The global considerable molecule drug substance CDMO market is segmented by services, source, end-user, and region.
Based on services, the global large molecule drug substance CDMO market growth has been further segmented into contract manufacturing and contract development. The contract manufacturing services segment dominated the global market. Many Indian pharmaceutical companies have extensive experience in contract manufacturing, and recent quality-control scrutiny is driving significant improvements in the manufacturing standards.

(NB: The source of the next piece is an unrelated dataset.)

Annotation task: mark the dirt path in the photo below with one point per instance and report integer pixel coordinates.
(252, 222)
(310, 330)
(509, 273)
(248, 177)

The contract development segment is the fastest growing. This is primarily because pharmaceutical and biotech corporations outsourced the service to CDMOs.
Based on end-users, the global large molecule drug substance CDMO market forecast has been further divided into Contract Research Organizations (CROs), biotech companies, and others. The biotech companies end-user segment dominated the global market. The significant share of this market may be ascribed to rising disease frequencies for which many biotech businesses are doing intensive research, as well as increased spending in research and development in the biopharmaceutical industry. In addition, mergers and acquisitions, geographical growth, service portfolio expansions, and affordable pricing are essential methods biotech companies use to stay strong and increase their market share.
The clinical research organization (CRO) segment is fragmented into discovery, preclinical, clinical, and laboratory services. Clinical trial services in the CRO segment also witnessed significant CAGR during the forecast period. The increased demand for efficient treatments and the growing number of goods under development are related to this. The need for clinical trial services is also projected to increase due to rising R&D spending and expanding cooperation among top pharmaceutical companies to outsource clinical trials, which will further boost the growth of the CDMO market.
The other end-user segment is the fastest growing. This segment includes government & research institutes, pharma companies, and academic institutes. Big pharma businesses are increasingly more concerned with large molecules than small ones, driving the category growth. Previously, pharmaceutical companies focused on tiny molecules while biotechnology companies focused on large molecules.
Based on sources, the global large molecule drug substance CDMO market trends has been further categorized into mammalian, microbial, and others. The mammalian source segment dominates the global market and is the fastest-growing. As more complicated biologics, like bi- and tri-specific antibodies and antibody-drug conjugates, develop, this category will grow. Due to their efficiency in treating various illnesses, including cancer, mAbs, and their synthetic analogs have attracted a lot of investment.
The microbial source segment is the second-largest segment. The health and well-being of humans have greatly benefited from microbes. They can produce secondary metabolites, which account for 50% of the medications available on the market. Some of the most significant pharmaceutical compounds have been created by microorganisms, which are a rich source of bioactive chemical metabolites. In addition to treating bacterial, viral, and fungal illnesses, secondary metabolites from microorganisms are already employed for various purposes. For instance, immunosuppressants have revolutionized medicine by making organ transplantation possible. One of the most effective cancer chemotherapy drugs is a microbial metabolite. Such variables aid in segment expansion.